A solar power plant at the center of the Obama administration’s push to reduce America’s carbon footprint by using millions of taxpayer dollars to promote green energy has its own carbon pollution problem.

The Ivanpah plant in the Mojave Desert uses natural gas as a supplementary fuel. Data from the California Energy Commission show that the plant burned enough natural gas in 2014 – its first year of operation – to emit more than 46,000 metric tons of carbon dioxide.

That’s nearly twice the pollution threshold for power plants or factories in California to be required to participate in the state’s cap-and-trade program to reduce carbon emissions.

The same amount of natural gas burned at a conventional power plant would have produced enough electricity to meet the annual needs of 17,000 California homes – or roughly a quarter of the Ivanpah plant’s total electricity projection for 2014. . .

Ivanpah was built on 5.6 square miles of mostly undisturbed public land that was home to desert tortoises, a species threatened with extinction, among other wildlife.

David Lamfrom, desert project manager of the National Parks Conservation Association, said information about the amount of natural gas used at Ivanpah shows that the plant is essentially a hybrid operation that requires both fossil fuel and sunshine to make electricity.

He said he doubts the project would have gone forward if it had been billed a hybrid plant.

“It feels like a bait and switch,” Lamfrom said. “This project was held up as a model of innovation. We didn’t sign up for greener energy. We signed up for green energy.”

But wait, there’s more! This from E & E Daily’s ClimateWire today (subscription required, so no link):

Activists say solar can power India, but politics and economics of coal win out

DHARNAI, India — One year ago, environmentalists hailed this tiny village as the future of clean energy in rural India. Today, it is powered by coal.

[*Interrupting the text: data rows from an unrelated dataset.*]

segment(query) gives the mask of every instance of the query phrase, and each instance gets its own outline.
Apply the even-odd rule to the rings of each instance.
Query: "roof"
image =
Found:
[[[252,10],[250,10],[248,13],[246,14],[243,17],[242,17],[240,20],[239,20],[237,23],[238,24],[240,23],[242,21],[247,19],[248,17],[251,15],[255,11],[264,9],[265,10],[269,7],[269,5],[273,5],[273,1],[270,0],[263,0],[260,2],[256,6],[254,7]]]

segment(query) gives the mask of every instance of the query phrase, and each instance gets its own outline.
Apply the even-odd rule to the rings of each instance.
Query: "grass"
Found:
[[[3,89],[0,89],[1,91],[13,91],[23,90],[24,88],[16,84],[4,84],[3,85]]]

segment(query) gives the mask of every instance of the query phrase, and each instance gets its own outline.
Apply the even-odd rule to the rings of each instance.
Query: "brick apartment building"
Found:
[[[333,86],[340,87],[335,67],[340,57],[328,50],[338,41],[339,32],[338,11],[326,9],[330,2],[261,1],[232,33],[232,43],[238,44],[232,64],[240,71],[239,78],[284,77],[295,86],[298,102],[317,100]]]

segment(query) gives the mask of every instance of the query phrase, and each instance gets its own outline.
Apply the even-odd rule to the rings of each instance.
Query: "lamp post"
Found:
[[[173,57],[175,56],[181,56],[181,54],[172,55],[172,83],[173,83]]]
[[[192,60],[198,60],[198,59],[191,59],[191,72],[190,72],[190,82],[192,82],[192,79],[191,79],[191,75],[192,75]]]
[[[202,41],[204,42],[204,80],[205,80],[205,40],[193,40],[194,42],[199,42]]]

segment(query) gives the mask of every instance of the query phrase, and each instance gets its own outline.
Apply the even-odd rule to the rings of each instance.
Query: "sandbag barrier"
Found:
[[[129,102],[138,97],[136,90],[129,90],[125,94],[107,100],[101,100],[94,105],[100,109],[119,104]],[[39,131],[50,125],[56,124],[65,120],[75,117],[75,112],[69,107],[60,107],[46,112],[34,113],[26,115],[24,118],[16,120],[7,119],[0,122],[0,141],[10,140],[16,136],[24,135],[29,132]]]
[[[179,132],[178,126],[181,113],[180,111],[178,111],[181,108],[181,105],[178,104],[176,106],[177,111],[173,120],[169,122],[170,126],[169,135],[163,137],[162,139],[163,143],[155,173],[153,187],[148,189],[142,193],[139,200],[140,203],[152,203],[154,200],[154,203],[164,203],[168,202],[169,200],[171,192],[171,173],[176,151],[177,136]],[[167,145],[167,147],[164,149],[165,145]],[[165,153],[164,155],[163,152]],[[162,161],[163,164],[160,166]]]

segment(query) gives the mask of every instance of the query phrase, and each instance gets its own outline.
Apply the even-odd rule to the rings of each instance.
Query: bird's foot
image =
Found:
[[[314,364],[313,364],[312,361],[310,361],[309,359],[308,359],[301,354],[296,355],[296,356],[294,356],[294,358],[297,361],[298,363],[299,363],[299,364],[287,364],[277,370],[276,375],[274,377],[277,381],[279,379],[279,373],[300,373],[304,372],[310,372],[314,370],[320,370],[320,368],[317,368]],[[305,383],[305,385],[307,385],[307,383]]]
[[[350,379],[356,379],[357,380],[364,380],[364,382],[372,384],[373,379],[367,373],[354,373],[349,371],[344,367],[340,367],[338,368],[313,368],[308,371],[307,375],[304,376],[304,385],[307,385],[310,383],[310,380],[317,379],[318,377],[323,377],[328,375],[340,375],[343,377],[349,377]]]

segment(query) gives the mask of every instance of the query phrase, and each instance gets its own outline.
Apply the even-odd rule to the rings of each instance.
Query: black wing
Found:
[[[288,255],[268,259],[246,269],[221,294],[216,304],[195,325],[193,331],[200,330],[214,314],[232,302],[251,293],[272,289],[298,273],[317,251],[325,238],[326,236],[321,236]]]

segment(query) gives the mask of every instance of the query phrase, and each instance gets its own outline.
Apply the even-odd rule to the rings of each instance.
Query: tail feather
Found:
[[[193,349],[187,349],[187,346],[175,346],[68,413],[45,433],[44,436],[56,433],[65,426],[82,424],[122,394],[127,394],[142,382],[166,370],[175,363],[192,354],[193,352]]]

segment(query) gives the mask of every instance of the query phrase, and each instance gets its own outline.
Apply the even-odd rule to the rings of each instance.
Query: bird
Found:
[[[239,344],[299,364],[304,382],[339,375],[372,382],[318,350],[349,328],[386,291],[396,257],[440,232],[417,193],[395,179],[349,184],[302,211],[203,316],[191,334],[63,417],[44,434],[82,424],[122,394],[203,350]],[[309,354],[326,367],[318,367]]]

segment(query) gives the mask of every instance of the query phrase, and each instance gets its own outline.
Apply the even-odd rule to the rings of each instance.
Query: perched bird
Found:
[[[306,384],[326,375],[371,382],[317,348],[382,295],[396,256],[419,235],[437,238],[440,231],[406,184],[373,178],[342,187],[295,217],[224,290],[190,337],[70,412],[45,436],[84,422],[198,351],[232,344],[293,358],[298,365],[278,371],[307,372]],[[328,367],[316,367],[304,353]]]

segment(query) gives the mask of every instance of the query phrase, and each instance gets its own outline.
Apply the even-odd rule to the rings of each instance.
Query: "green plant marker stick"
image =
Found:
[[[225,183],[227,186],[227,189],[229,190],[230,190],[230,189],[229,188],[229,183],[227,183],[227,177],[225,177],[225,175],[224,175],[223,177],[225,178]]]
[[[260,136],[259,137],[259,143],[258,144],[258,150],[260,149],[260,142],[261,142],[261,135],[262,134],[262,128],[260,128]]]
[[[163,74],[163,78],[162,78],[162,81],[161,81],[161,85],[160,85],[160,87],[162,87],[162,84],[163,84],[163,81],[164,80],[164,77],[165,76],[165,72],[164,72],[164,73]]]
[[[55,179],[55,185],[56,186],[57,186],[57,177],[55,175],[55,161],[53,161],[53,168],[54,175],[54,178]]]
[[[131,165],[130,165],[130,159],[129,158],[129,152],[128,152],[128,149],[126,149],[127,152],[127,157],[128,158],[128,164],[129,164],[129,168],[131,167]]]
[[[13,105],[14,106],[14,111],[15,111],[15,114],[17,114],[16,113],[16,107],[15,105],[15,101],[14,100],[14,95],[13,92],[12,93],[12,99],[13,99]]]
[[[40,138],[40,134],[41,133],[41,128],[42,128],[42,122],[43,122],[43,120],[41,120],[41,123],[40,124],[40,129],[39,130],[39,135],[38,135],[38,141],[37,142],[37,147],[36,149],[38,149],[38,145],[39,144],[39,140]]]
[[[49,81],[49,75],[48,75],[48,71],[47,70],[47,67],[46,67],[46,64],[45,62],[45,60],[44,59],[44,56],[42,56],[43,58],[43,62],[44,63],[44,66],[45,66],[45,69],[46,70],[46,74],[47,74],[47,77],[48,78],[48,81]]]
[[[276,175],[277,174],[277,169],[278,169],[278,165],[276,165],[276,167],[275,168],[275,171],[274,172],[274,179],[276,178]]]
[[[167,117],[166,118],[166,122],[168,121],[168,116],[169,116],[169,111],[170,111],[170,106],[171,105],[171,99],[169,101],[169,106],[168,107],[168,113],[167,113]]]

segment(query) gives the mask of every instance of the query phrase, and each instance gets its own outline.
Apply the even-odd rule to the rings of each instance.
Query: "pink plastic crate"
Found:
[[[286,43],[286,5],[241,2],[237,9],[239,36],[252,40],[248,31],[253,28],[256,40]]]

Dharnai, a community of about 3,200 people in eastern India’s Bihar state, had been without electricity for three decades. So when activists with Greenpeace set up a solar-powered microgrid in July of 2014, the excitement was palpable. But, residents said, the problems started almost immediately.

When the former chief minister of Bihar state visited to inaugurate the grid, villagers lined up to protest, chanting, “We want real electricity, not fake electricity!”

By “real,” they meant power from the central grid, generated mostly using coal. By “fake,” they meant solar.

If that isn’t delicious enough, further down in the story the comedy gets even better:

The microgrid operators scrambled to fix the mess. The village electrification committee decided to restrict electricity supply to five hours at nighttime. Greenpeace put up posters telling people not to use energy-hungry appliances such as rice cookers, electric water heaters, irons, space heaters and air coolers. . . At present, solar power in Dharnai costs at least three times as much as grid power. It can support only expensive energy-efficient appliances, such as CFL bulbs. A CFL bulb in India costs 700 rupees ($10), while an incandescent bulb costs 10 rupees (15 cents).

In other words, here folks, have some electricity. Just don’t use it for anything. And no light bulbs for you!

Greenpeace has an annual budget of $350 million. I wonder how many poor villages they could hook up to a grid with that amount.

Looks like I’m going to need to order a massive resupply of Green Weenie Awards.